NULL's are ignored by the aggregation functions, so queries like these:
SELECT SUM(metal_percent), COUNT(metal_percent)
FROM alloys
GROUP BY
metal
will give you the sum and the count of the actual, defined values, not taking the unfilled values into account.
I would use a threshold value which is at least one significant digit smaller than your smallest expected value. This way you can logically say that any value less than say 0.01, can be presented to you application as a "trace" amount. This remains easy to understand and gives you flexibility in determining where your threshold should lie.
Since the constraints of the values are well defined (cannot have negative composition), I would go for the "negative value to indicate less-than" approach. As long as this use of such sentinel values are sufficiently documented, it should be reasonably easy to implement and maintain.
An alternative but similar method would be to add 100 to the values, assuming that you can't get more than 100%. So <0.001 becomes 100.001.

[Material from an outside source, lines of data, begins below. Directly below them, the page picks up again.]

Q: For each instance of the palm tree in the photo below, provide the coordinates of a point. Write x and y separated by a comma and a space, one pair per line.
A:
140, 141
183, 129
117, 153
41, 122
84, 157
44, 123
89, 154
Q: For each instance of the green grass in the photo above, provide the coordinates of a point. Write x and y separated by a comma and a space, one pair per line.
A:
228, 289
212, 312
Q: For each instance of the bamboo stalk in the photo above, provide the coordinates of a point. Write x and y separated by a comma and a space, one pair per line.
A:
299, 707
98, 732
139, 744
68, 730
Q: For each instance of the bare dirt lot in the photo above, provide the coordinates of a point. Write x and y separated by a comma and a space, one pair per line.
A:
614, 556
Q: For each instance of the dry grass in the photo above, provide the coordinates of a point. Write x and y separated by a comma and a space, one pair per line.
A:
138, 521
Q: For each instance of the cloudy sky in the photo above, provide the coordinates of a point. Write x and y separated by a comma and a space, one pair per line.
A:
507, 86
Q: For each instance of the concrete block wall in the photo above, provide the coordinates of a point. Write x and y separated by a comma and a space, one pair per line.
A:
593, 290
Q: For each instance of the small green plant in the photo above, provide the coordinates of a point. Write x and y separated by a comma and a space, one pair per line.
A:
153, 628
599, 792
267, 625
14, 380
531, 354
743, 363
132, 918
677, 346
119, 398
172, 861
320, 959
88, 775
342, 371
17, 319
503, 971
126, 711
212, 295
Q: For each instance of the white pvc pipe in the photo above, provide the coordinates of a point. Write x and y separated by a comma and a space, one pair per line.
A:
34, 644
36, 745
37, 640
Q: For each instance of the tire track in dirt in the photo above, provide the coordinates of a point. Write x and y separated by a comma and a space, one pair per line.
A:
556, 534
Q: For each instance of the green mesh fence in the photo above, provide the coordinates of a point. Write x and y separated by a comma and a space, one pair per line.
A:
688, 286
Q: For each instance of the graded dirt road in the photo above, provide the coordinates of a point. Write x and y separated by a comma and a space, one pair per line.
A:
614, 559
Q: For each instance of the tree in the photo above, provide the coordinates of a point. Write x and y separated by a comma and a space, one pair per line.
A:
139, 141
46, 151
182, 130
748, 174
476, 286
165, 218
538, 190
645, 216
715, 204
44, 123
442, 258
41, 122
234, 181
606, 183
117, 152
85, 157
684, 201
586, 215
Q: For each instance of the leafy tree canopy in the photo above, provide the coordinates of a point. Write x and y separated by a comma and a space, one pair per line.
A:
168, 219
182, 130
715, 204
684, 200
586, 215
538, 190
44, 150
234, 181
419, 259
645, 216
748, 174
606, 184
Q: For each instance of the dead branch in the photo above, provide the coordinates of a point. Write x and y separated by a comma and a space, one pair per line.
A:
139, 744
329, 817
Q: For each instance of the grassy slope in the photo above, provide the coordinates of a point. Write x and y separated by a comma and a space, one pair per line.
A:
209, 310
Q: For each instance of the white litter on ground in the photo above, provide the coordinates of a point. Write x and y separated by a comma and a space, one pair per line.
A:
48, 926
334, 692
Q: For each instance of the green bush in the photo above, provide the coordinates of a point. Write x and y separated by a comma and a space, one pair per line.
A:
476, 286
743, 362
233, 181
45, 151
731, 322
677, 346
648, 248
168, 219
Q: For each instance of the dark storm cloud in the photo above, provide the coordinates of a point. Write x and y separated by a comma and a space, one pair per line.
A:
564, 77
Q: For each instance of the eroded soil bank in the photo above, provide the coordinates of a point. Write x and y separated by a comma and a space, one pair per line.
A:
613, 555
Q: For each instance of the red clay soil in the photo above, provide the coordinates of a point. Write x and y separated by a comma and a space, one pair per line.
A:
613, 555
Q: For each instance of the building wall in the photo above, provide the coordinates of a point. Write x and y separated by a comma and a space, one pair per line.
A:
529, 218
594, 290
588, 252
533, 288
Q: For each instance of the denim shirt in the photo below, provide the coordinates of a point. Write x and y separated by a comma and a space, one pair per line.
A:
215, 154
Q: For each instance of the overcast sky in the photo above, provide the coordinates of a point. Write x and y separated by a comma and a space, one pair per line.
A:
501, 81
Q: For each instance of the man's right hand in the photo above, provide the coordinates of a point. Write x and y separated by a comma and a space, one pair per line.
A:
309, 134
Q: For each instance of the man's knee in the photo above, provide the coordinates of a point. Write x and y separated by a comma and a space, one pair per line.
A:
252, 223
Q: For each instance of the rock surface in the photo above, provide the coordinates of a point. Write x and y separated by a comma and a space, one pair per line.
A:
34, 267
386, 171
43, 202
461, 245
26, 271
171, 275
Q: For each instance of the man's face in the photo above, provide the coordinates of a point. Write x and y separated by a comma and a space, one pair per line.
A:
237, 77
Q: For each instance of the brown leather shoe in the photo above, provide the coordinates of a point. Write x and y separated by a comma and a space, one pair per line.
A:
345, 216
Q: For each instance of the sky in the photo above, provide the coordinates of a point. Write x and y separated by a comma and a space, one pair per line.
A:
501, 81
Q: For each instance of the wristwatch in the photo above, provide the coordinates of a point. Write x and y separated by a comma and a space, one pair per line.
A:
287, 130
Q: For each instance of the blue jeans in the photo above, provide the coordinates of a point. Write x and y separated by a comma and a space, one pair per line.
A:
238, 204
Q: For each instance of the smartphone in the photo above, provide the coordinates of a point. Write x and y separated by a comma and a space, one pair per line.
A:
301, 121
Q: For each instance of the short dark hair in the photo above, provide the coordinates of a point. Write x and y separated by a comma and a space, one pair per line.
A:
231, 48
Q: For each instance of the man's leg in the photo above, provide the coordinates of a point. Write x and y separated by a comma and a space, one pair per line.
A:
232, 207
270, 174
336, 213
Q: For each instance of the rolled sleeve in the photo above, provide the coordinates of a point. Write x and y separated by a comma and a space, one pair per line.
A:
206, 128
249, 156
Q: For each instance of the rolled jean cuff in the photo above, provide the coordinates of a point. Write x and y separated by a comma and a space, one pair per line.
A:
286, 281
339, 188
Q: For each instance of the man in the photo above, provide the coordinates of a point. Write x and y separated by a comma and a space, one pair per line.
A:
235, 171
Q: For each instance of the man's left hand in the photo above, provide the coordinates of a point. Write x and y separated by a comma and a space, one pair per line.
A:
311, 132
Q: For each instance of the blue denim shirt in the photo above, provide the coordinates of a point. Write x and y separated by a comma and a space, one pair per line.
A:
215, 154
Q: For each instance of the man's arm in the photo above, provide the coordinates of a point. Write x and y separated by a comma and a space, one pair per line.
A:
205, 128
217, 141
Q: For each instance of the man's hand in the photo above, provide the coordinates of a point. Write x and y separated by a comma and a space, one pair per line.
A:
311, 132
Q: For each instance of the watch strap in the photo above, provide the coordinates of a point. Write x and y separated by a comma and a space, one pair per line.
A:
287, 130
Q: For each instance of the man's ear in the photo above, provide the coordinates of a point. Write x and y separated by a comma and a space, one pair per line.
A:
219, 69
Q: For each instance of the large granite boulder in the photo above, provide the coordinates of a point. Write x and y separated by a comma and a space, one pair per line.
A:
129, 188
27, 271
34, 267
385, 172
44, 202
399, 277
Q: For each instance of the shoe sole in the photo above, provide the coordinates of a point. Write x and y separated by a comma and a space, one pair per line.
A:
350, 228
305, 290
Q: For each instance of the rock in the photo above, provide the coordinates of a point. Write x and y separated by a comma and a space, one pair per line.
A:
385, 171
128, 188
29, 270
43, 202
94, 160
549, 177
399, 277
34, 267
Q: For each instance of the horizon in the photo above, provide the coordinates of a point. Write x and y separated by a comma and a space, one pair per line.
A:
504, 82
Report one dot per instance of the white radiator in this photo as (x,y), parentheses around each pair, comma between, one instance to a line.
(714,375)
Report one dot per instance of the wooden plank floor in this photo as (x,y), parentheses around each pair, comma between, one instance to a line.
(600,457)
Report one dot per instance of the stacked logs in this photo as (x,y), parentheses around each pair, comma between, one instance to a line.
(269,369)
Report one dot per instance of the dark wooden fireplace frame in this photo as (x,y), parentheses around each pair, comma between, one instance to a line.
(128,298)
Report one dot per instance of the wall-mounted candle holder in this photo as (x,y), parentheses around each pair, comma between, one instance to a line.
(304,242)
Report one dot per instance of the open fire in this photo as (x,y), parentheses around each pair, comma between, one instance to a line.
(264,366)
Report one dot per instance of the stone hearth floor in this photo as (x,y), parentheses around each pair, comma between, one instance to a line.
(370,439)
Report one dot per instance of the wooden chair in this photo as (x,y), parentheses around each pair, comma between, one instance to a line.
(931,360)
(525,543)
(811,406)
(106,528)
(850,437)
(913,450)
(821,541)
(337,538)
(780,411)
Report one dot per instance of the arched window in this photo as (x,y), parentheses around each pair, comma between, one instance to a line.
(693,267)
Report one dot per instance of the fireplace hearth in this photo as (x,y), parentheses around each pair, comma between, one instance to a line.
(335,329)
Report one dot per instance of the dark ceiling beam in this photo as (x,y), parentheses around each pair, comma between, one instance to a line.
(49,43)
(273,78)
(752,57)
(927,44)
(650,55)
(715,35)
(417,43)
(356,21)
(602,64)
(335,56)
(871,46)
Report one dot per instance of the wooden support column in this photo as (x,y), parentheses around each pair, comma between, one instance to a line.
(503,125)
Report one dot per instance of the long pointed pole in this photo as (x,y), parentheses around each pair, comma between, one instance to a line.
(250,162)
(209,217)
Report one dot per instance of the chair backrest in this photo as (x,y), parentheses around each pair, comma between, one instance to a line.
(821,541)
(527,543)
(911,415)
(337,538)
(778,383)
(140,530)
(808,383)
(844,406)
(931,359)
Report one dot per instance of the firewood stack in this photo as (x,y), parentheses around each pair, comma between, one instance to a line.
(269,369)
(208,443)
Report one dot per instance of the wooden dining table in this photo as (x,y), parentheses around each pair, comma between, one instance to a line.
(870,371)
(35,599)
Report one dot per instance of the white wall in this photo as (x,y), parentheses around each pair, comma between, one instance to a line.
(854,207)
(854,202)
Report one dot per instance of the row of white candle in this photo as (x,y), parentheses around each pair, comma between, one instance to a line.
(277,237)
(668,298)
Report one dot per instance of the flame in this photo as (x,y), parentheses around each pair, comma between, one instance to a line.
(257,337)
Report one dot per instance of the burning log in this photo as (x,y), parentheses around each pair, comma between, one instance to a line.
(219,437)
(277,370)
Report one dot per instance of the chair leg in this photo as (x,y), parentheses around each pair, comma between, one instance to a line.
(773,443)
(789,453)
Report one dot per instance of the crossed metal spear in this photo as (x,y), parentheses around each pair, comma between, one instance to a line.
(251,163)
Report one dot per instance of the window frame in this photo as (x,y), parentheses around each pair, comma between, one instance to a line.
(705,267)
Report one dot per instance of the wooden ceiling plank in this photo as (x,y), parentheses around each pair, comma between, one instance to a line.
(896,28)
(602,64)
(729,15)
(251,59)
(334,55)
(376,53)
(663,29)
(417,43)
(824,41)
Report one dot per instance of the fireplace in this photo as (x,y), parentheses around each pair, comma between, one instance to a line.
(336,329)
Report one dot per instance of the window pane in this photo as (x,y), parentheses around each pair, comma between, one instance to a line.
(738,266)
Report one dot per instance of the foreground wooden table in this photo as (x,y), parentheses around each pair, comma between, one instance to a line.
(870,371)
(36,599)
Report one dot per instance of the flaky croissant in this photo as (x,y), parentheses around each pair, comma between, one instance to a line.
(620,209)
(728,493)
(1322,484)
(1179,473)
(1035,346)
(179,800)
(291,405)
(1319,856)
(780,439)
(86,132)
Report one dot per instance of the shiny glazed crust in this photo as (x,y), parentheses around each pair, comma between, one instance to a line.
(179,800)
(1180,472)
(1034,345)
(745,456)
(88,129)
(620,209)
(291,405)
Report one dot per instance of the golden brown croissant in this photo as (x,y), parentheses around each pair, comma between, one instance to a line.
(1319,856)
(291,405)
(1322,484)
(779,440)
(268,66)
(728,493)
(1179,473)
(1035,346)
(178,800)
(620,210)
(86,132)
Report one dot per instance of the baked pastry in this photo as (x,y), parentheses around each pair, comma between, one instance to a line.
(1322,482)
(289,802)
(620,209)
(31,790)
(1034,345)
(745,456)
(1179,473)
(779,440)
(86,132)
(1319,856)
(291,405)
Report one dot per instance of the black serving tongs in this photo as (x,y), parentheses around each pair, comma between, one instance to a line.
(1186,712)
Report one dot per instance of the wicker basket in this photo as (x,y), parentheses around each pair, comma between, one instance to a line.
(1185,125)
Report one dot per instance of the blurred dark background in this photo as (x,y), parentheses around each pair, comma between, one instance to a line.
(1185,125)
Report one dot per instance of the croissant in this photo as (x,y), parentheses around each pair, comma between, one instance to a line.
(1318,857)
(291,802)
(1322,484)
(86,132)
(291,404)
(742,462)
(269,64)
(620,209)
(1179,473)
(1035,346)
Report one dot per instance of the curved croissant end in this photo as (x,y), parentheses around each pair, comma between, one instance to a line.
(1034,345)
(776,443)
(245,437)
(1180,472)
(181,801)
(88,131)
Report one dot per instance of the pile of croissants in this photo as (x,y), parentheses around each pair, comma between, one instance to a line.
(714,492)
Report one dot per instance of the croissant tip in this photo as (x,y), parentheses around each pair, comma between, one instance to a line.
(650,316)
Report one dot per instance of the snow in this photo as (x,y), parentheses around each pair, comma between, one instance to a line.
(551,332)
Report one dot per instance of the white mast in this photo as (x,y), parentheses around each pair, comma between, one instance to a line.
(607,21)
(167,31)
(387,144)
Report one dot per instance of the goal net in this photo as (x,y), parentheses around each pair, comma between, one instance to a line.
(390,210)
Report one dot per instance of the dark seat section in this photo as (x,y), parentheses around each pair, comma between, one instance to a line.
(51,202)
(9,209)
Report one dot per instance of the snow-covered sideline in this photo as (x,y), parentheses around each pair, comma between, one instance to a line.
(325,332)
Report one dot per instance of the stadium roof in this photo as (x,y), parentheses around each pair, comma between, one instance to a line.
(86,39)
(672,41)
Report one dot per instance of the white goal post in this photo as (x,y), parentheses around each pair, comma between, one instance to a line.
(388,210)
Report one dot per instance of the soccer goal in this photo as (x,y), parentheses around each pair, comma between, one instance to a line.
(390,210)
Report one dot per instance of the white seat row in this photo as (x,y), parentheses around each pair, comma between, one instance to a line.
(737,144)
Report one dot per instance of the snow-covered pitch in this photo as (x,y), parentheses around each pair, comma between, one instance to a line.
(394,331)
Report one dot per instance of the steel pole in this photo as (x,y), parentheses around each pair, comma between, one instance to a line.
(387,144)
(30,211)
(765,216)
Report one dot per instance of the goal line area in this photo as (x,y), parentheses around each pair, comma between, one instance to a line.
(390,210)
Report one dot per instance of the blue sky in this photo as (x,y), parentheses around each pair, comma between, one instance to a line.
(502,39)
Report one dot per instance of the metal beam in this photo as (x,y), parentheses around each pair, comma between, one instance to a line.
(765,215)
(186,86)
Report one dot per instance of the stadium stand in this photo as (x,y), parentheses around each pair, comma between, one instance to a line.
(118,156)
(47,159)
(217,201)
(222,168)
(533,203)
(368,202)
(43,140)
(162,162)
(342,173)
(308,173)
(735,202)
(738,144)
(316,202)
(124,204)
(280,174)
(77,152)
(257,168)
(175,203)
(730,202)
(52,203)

I would have a table modeling the certificate, in a one to many relation with another table, storing the values for elements. Then, I would still have the elements table containing the value in one column and a flag (less than) as a separate column.
Draft:
create table CERTIFICATES
(
PK_ID integer,
NAME varchar(128)
)
create table ELEMENTS
(
ELEMENT_ID varchar(2),
CERTIFICATE_ID integer,
CONCENTRATION number,
MEASURABLE integer
)
Depending on the database engine you're using, the types of the columns may vary.
Why not add another column to store whether or not its a trace amount
This will allow you to to save the amount that the trace is less than too
Since there is no common lowest threshold value and NULL is not acceptable, the cleanest solution now is to have a marker column which indicates whether there is a quantifiable amount or a trace amount present. A value of "Trace" would indicate to anybody reading the raw data that only a trace amount was present. A value of "Quantity" would indicate that you should check an amount column to find the actual quantity present.
I would have to warn against storing numerical values as strings. It will inevitably add additional pain, since you now lose the assertions a strong type definition gives you. When your application consumes the values in that column, it has to read the string to determine whether it's a sentinel value, a numeric value or simply some other string it can't interpret. Trying to handle data conversion errors at this point in your application is something I'm sure you don't want to be doing.
Another field seems like the way to go; call it 'MinMeasurablePercent'.